Last time I was there it was for barbecued meat at the Brasilian Gostinho Do Brasil, so it made quite a contrast to sample a vegetable-only menu.
The family-run business comprises of a shop at the front of the premises, leading on to a dining area. It has more the feel of a café than a restaurant but it’s none the worse for that.
Our greeting - and service throughout - was friendly and helpful and people popping in to shop helped keep the atmosphere lively even though we were the only diners on a rainy Tuesday lunchtime.
When it came to ordering we were quite stumped as to what a vast amount of things on the menu actually were. But thanks to some advice and a look at posters of some of them on the wall we tried some new dishes and enjoyed them all.
First we shared aloo tiki chat (£3.95), chilli paneer rolls (£3.95) and peas kachori (£2.95).
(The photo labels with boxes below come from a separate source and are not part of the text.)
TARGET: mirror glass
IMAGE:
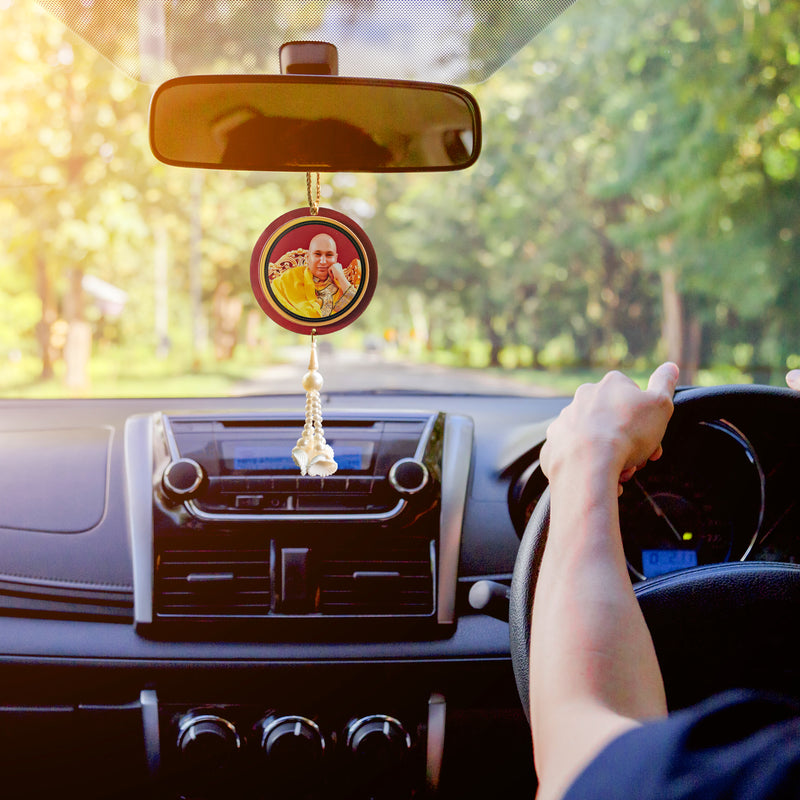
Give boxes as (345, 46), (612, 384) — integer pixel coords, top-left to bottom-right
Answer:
(150, 75), (480, 172)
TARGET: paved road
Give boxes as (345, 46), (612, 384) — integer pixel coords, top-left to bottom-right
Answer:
(231, 347), (554, 397)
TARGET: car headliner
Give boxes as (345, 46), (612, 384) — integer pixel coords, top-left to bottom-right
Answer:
(38, 0), (574, 84)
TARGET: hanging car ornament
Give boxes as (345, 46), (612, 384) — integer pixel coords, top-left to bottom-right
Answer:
(250, 173), (378, 477)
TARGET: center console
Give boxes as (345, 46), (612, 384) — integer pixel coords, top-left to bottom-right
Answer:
(125, 412), (472, 798)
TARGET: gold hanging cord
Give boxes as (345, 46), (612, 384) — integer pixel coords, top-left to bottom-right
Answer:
(306, 172), (319, 216)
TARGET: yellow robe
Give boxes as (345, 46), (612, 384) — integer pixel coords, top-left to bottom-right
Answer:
(270, 266), (355, 319)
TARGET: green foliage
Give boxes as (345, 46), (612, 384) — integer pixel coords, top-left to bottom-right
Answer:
(0, 0), (800, 391)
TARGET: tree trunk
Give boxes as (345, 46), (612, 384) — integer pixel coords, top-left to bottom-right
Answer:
(64, 269), (92, 394)
(36, 252), (58, 380)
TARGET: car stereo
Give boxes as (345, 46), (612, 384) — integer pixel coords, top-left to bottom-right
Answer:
(126, 413), (472, 638)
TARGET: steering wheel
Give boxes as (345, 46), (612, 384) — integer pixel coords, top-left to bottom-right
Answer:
(509, 386), (800, 720)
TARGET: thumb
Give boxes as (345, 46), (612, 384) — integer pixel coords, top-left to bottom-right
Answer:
(647, 361), (680, 399)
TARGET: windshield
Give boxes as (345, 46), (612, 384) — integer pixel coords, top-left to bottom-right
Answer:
(0, 0), (800, 397)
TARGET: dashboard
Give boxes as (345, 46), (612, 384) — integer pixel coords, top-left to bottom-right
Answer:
(0, 390), (800, 799)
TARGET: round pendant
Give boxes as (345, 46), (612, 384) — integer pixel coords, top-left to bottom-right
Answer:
(250, 208), (378, 334)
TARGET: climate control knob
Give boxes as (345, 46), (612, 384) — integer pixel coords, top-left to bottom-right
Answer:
(389, 458), (430, 497)
(258, 716), (325, 773)
(177, 712), (242, 768)
(345, 714), (411, 775)
(161, 458), (206, 502)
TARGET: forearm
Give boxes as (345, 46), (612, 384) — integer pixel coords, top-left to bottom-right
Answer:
(531, 454), (666, 797)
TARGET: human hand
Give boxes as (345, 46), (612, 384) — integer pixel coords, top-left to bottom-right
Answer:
(540, 362), (679, 494)
(328, 261), (350, 292)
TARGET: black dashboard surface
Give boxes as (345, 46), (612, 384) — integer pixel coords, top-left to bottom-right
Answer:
(0, 390), (800, 798)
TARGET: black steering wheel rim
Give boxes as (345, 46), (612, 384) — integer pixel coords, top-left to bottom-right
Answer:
(509, 386), (800, 720)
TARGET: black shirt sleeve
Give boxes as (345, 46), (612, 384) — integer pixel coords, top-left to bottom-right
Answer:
(564, 692), (800, 800)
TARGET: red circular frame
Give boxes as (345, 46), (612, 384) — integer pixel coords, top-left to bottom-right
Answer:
(250, 208), (378, 335)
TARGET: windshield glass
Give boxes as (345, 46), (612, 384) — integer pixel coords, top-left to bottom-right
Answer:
(0, 0), (800, 397)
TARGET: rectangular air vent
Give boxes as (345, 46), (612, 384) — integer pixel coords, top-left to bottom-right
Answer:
(156, 548), (271, 617)
(320, 539), (435, 616)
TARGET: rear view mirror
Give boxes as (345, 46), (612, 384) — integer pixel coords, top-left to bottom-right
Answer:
(150, 75), (481, 172)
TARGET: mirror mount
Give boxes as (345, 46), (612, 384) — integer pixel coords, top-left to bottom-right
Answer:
(278, 42), (339, 75)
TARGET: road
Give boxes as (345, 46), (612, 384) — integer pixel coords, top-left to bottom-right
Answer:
(235, 347), (555, 397)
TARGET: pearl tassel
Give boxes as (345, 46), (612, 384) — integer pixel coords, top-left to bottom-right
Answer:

The aloo tiki chat comprised of potato patties in a mix of onions, peppers and chick peas with a good spicy sauce.
The rolls stuffed with veg and paneer soft cheese and the balls of peas kachori were crispy and even though deep-fried weren’t greasy.
They were accompanied by a delicious tamarind dipping sauce.
As our host told us he’d just finished making Bombay potato curry (£3.95) we went on to try that. It was nothing like any version I’ve had before. The potato pieces were served in a rich, dark sauce which tasted so good we were glad to have a light, fluffy parantha (£1.50) to mop it up with.
All the dishes featured good ingredients freshly cooked and the abundance of spices - cumin, ginger, mustard seeds, coriander and many more - made for excellent fare so interesting that the absence of meat wasn’t an issue.
Chutneys also prides itself on its authentic Indian sweets, but those being a taste I’ve never acquired, we gave them a miss.
With a large bottle of mineral water (£1.50), mango lassi (£1.50) and Indian masala tea (£1.50) the bill was a smidgen over £20 - very reasonable for good food.
We’ll be back to discover what pani puri, idli sambar and mogo chips are . . . Curry Week or not.